Odder still was the openness of the cult of paedophilia depicted by the Uranian poets. Timothy D’Arch Smith, through most ingenious research, established how Wilde got from John Gambril Nicholson the play upon words for that singular work of genius, The Importance of Being Ernest. He also constructed a long chain of relationships between paedophiles such as Kains Jackson, Charles Sayle, H. G. Dakyns, Howard Sturgis and Horatio Brown. The poetry of these paedophiles is atrocious. They managed to be at once gloomy and facetious. They lament how fleeting boyhood is and how frustrated therefore their passion. They declare they are celebrating a higher order of love. They often use legend and myth from the Classics and the Bible, such as the martyrdom of boys, to evade criticism yet titillate the initiated, rather as some Baroque painters depicted the naked St Sebastian in ecstasy, impaled by arrows. But grotesquely comical as the verse of the Rev.
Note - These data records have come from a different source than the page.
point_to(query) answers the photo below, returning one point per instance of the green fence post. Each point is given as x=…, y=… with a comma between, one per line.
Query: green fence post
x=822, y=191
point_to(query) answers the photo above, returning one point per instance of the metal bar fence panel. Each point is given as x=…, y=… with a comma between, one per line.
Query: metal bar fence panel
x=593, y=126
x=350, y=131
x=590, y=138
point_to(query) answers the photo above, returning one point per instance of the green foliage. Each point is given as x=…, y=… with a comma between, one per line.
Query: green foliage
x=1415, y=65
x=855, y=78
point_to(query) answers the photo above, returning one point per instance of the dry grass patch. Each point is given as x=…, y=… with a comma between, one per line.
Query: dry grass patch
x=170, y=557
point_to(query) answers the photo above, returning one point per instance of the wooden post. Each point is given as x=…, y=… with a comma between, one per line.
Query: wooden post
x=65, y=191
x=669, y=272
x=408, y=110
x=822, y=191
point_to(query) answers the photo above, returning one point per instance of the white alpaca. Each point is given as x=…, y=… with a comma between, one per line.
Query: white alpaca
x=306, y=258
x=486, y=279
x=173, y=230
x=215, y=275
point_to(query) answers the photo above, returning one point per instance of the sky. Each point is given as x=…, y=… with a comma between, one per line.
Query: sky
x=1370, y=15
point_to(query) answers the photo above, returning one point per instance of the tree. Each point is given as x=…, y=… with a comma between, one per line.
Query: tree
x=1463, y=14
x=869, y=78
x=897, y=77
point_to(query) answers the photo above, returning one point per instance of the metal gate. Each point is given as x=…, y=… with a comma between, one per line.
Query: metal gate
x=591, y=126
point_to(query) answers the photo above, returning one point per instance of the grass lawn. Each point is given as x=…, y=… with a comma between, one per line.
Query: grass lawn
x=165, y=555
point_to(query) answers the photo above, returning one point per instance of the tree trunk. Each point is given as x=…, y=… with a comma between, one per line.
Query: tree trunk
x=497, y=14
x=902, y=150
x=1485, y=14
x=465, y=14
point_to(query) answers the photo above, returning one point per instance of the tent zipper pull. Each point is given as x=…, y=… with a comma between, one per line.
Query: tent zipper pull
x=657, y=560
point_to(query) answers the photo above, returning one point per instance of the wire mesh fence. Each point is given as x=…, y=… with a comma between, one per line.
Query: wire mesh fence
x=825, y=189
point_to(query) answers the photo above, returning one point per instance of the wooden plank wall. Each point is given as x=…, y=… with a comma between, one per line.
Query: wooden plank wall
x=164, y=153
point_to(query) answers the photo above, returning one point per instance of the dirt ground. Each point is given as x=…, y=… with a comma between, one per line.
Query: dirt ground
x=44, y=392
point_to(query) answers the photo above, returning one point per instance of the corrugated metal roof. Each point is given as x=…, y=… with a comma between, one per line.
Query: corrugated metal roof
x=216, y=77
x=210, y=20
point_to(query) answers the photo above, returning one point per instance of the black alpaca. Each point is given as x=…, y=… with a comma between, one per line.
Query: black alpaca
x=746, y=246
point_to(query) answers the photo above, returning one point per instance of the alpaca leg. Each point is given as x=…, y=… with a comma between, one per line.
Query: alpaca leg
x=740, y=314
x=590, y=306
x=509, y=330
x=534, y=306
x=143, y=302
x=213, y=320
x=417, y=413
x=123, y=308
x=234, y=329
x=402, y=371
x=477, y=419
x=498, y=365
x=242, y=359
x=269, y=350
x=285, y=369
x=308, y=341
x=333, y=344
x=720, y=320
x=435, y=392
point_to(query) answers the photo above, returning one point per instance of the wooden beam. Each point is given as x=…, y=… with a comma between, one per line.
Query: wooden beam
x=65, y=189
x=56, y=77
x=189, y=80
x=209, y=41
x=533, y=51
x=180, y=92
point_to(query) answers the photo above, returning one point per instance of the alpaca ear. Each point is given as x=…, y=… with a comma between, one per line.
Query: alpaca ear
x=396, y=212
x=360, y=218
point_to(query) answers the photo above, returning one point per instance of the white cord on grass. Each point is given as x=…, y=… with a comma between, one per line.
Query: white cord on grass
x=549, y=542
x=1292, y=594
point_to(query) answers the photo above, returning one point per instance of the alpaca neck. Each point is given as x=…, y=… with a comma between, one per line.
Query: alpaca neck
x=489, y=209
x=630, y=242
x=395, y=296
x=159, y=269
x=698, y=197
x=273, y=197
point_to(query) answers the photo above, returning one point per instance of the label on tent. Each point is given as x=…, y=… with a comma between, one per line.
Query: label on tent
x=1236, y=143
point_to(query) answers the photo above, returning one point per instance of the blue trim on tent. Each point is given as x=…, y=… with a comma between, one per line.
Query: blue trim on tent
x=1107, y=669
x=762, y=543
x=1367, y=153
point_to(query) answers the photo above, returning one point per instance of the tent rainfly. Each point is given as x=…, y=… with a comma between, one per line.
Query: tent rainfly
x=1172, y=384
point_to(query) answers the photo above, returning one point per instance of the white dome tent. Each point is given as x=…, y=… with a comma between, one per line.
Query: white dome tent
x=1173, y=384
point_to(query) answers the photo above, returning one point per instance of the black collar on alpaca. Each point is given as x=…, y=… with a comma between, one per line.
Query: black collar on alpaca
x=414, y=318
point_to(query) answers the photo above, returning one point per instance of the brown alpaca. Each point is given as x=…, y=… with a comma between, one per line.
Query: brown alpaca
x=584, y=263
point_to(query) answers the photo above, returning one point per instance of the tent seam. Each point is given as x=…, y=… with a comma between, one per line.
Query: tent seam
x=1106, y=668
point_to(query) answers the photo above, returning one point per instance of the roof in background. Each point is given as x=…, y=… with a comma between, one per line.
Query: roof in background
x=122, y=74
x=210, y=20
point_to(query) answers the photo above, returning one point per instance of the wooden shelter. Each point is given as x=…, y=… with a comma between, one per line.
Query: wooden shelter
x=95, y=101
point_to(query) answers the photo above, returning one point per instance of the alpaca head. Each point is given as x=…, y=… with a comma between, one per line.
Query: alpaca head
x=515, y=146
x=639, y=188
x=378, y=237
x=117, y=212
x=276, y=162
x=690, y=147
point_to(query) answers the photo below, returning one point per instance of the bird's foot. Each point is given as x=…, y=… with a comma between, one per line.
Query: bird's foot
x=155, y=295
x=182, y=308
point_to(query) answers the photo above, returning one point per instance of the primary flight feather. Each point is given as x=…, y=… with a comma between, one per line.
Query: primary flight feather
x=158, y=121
E. E. Bradford or J. L. Barford (‘Philebus’) might be, what they wrote in these pre-Freudian days was regarded as scarcely worthy of comment. (In some ways the Victorians were less prudish than we are: today anyone who followed the normal Victorian practice of swimming naked in a river would be liable to arrest for indecent exposure.) No reviewer seemed startled. ‘Of the love of man for man and occasionally of man for boy, Mr Bradford is a steadfast, and occasionally an eloquent, advocate.’ Or more succinct: ‘Cheery and wholesome’ – the Times. If such overt yearnings were thought not to be scandalous, it was natural that the bachelor don’s fancies were regarded as a pleasing and welcome interest in the young. You did not have to belong to the fraternity to accept loving friendship between old and young as normal.